The introduction into Alliance football of such teams as Brechin City may or may not serve a useful purpose for the ex-Third Leaguers, but one could not, by the greatest stretch of the imagination, assert that visit to Pittodrie on Saturday provided anything in the nature of a trial of Aberdeen's reserve strength.
Apart from a short period in the first half, when, with a stiff breeze in their favour, they kept the Dons at bay, and even scored a goal, through Wright - incidentally, with the exception of Robertson's second, the best of the day - they were out of their class. That period, however, sufficed to bring into prominence two players - Quinn, their big centre-forward, and W, K. Jackson, the ubiquitous Don, who occupied the pivotal berth. Quinn, given more craft behind him than Ramsay had at his command, and allowed time to establish an understanding with his inside men, may yet put his opportunism to good account. As for Jackson, it is not unlikely that he may find his true position in the middle line. He has the inches, and under pressure was cool and confident. Again, when the flood turned upon Brechin, he demonstrated a nice mastery of the ground passing game and spoon-fed his forwards.

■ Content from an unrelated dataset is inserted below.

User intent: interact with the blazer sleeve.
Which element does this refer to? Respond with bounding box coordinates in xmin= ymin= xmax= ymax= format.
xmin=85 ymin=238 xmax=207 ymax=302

Taking this and the immovability of Muir and Ritchie into account, one left Pittodrie wondering why the score, though ludicrous enough, was not greater. Frankly, the forwards were too dilatory in front of goal. Carroll's four, apart from his first, in the opening half, when he screwed a ball deftly past a crowd of players in the goalmouth, were of the kind that fail to excite, while Cheyne's effort, too, was anything but startling. The fifth was Love's, an oblique shot, nicely taken. Robertson, the ex-Bridgeton Waverley forward, a promising lad and a good forager, provided the best of the eight - his second. Love, on the extreme right, slipped him a delightful pass, after beating Kidd in an small area, and the inside man was not slow to seize his opportunity. His shot was too much for Brodie, the Brechin goalie, whose plight at this stage was almost pitiful, for, though he clutched it, he failed to hold it.
Broadly speaking, it was an uninteresting encounter, of which too minute a criticism would be out of place.